AgentSkillsCN

he-learn

记录发布后的经验教训,更新债务与质量指导,并将活跃计划归档至已完成状态,以备未来复用。

SKILL.md
--- frontmatter
name: he-learn
description: Captures post-release learning, updates debt and quality guidance, and archives active plans to completed for future reuse.
argument-hint: "[slug or docs/plans/active/<slug>.md]"

HE Learn

Turn execution outcomes into durable improvements.

Inputs

  • docs/plans/active/<slug>.md (plan_mode: lightweight|execution)
  • implementation/review/verify outcomes plus generated context updates (if any)
  • incident or friction notes (if any)

Required Outputs

  1. Update docs/plans/tech-debt-tracker.md with:
    • issue pattern
    • impact
    • prevention action
    • priority
    • lesson_applied status (pending|applied)
  2. Update relevant quality domain docs if policy changed:
    • docs/QUALITY_SCORE.md
    • docs/SECURITY.md
    • docs/RELIABILITY.md
    • docs/PRODUCT_SENSE.md
    • docs/DESIGN.md
    • docs/FRONTEND.md
  3. Move plan to:
    • docs/plans/completed/<slug>.md

Subagent Usage

Use subagents to gather learning inputs in parallel — e.g., one subagent to analyze review findings and recurring patterns, another to scan implementation friction points from the Progress Log.

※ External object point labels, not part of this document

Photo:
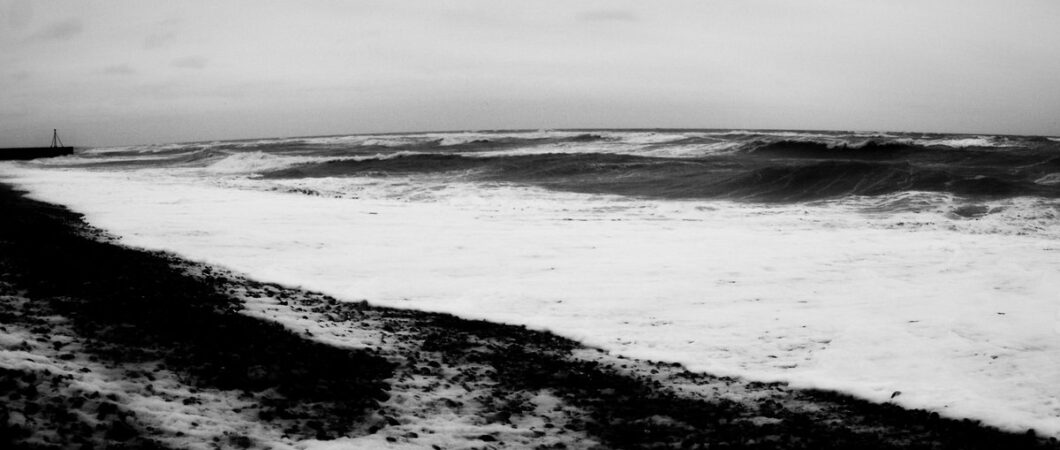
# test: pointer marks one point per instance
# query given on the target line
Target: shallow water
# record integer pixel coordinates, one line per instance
(949, 300)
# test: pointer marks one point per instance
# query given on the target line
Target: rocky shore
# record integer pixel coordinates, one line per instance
(106, 346)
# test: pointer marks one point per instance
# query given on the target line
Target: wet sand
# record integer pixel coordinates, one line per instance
(102, 345)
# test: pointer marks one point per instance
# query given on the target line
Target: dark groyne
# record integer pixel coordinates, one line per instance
(33, 153)
(56, 149)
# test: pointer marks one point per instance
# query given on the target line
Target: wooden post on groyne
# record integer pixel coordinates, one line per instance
(56, 149)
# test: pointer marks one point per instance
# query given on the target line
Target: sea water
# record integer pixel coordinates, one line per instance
(871, 264)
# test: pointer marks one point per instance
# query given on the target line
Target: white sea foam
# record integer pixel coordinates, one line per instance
(981, 141)
(1049, 179)
(961, 322)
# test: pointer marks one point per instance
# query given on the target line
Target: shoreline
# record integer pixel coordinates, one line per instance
(145, 349)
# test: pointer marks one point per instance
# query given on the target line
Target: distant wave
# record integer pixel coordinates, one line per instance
(732, 164)
(806, 173)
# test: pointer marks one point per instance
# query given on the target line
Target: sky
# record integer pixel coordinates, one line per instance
(145, 71)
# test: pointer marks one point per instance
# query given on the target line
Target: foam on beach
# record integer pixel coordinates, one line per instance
(954, 319)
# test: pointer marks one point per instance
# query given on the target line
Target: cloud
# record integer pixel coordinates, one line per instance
(190, 63)
(118, 70)
(59, 31)
(156, 40)
(607, 16)
(19, 14)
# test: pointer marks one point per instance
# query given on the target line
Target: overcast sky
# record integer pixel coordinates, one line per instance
(126, 72)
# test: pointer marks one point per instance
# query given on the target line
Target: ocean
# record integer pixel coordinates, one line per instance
(914, 268)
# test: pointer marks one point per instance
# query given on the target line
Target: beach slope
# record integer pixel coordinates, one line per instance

Feed consolidated results into the compound learning loop in the main thread.

Compound Learning Loop

For each learning captured, explicitly evaluate:

  1. AGENTS.md update: Should this pattern update the project's AGENTS.md? (e.g., new convention, workflow adjustment)
  2. Golden principle: Should this become a golden principle in AGENTS.md? (e.g., a recurring code quality issue that should be enforced during review)
  3. Guardrail promotion: Should this become a lint rule, test, or structural check? (already partially supported — formalize the decision)
  4. Lesson tracking: Record lesson_applied status in docs/plans/tech-debt-tracker.md to track whether the learning has been durably encoded.

Learning Template

Use templates/learning-entry-template.md.

Exit Gate

  • At least one concrete prevention action is captured for each meaningful issue
  • Each learning is evaluated against the compound learning loop (AGENTS.md, golden principle, guardrail)
  • Active plan is archived to completed
  • Docs commit gate passes

Transition Options

Present 2-3 explicit next-step options with a recommended default. Use request_user_input (Codex) or AskUserQuestion (Claude Code) in Plan mode; otherwise ask in chat. Wait for user selection before proceeding.

At least one option must be Next step: he-doc-gardening (or he-intake for the next initiative).